Ananke: Temporal clustering reveals ecological dynamics of microbial communities

Faculty of Graduate Studies, Dalhousie University, Halifax, Nova Scotia, Canada
Environmental Chemistry and Technology Program, University of Wisconsin-Madison, Madison, Wisconsin, United States
Faculty of Computer Science, Dalhousie University, Halifax, Nova Scotia, Canada
Department of Civil and Environmental Engineering, University of Wisconsin-Madison, Madison, Wisconsin, United States
Department of Bacteriology, University of Wisconsin-Madison, Madison, Wisconsin, United States
DOI
10.7287/peerj.preprints.2879v1
Subject Areas
Bioinformatics, Ecology, Microbiology, Computational Science
Keywords
time series, microbiota, clustering, marker gene, visualization
Copyright
© 2017 Hall et al.
Licence
This is an open access article distributed under the terms of the Creative Commons Attribution License, which permits unrestricted use, distribution, reproduction and adaptation in any medium and for any purpose provided that it is properly attributed.
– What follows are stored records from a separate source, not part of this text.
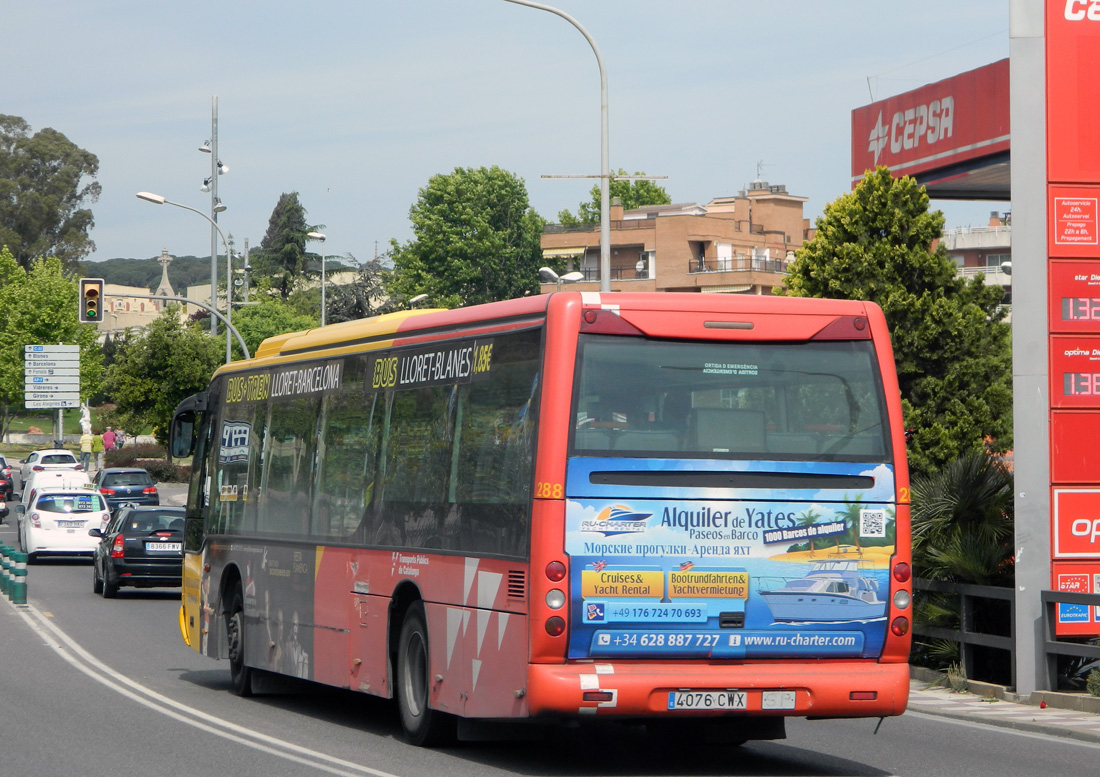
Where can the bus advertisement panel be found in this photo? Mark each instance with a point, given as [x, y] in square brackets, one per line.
[721, 578]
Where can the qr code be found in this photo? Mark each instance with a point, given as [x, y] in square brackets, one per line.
[872, 523]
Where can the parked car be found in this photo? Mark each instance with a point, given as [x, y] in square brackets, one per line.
[52, 479]
[56, 521]
[7, 484]
[51, 458]
[7, 490]
[127, 485]
[142, 546]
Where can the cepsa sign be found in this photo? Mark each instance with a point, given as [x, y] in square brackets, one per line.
[957, 119]
[1073, 122]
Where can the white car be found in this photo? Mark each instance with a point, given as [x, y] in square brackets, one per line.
[53, 479]
[57, 521]
[50, 459]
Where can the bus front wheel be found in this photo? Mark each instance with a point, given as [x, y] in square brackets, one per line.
[422, 725]
[240, 674]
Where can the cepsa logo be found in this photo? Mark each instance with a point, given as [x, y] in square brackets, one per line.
[927, 123]
[1082, 10]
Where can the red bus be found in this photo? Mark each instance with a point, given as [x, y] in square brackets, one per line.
[684, 510]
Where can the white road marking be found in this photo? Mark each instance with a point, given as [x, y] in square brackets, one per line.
[72, 652]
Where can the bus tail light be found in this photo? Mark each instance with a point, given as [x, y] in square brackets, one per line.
[556, 571]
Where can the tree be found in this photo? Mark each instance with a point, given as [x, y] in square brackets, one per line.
[271, 317]
[963, 532]
[156, 369]
[45, 183]
[476, 240]
[282, 254]
[37, 307]
[952, 346]
[365, 296]
[633, 194]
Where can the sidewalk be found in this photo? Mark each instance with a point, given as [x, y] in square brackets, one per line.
[993, 706]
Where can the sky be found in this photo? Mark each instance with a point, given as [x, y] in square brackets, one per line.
[356, 104]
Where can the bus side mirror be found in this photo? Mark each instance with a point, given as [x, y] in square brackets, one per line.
[182, 435]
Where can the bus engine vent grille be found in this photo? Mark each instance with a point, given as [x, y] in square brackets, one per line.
[517, 583]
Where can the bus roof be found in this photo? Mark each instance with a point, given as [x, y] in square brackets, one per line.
[383, 329]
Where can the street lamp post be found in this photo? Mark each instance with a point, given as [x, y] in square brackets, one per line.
[157, 199]
[605, 229]
[321, 237]
[216, 206]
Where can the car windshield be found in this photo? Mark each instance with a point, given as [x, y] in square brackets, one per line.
[154, 522]
[70, 503]
[128, 479]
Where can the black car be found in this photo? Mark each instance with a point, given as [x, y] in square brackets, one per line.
[125, 485]
[142, 547]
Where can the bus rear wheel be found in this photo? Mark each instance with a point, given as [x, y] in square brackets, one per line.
[424, 726]
[240, 674]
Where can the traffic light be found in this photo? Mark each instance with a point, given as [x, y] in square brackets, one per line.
[91, 301]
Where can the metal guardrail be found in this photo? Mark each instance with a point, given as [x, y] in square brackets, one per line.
[1054, 647]
[966, 636]
[739, 264]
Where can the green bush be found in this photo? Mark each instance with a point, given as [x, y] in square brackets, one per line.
[152, 458]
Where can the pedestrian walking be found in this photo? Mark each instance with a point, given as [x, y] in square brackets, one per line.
[86, 439]
[97, 448]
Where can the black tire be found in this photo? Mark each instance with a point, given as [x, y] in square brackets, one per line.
[110, 590]
[240, 674]
[424, 726]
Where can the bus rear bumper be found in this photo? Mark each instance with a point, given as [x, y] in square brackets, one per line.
[814, 690]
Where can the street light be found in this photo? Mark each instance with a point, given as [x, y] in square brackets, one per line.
[548, 275]
[157, 199]
[320, 236]
[605, 230]
[210, 146]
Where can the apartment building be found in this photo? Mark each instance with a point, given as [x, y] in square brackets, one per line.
[737, 244]
[986, 250]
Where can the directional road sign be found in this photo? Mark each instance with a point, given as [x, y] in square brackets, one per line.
[52, 375]
[52, 349]
[47, 371]
[56, 404]
[53, 380]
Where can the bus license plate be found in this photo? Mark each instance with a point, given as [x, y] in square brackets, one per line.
[707, 700]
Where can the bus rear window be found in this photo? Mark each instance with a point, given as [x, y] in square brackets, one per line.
[805, 401]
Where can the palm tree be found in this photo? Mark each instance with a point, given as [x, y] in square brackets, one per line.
[963, 522]
[963, 532]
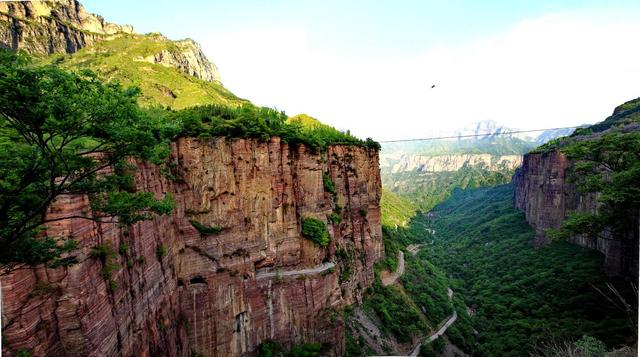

For attribution, the original author(s), title, publication source (PeerJ Preprints) and either DOI or URL of the article must be cited.
Cite this article
Hall MW, Rohwer RR, Perrie J, McMahon KD, Beiko RG. 2017. Ananke: Temporal clustering reveals ecological dynamics of microbial communities. PeerJ Preprints 5:e2879v1

Abstract

Taxonomic markers such as the 16S ribosomal RNA gene are widely used in microbial community analysis. A common first step in marker-gene analysis is grouping genes into clusters to reduce data sets to a more manageable size and potentially mitigate the effects of sequencing error. Instead of clustering based on sequence identity, marker-gene data sets collected over time can be clustered based on temporal correlation to reveal ecologically meaningful associations. We present Ananke, a free and open-source algorithm and software package that clusters marker-gene data based on time-series profiles and provides interactive visualization of clusters. Ananke is able to cluster distinct temporal patterns from simulations of multiple ecological patterns, such as periodic seasonal dynamics and organism appearances/disappearances. We apply our algorithm to two longitudinal marker gene data sets: faecal communities from the human gut of an individual sampled over one year, and communities from a freshwater lake sampled over eleven years. Within the gut, the segregation of the bacterial community around a food-poisoning event was immediately clear. In the freshwater lake, we found that high sequence identity between marker genes does not guarantee similar temporal dynamics, and Ananke time-series clusters revealed patterns obscured by clustering based on sequence identity or taxonomy. Ananke is free and open-source software available at https://github.com/beiko-lab/ananke.

Author Comment

This is a submission to PeerJ for review.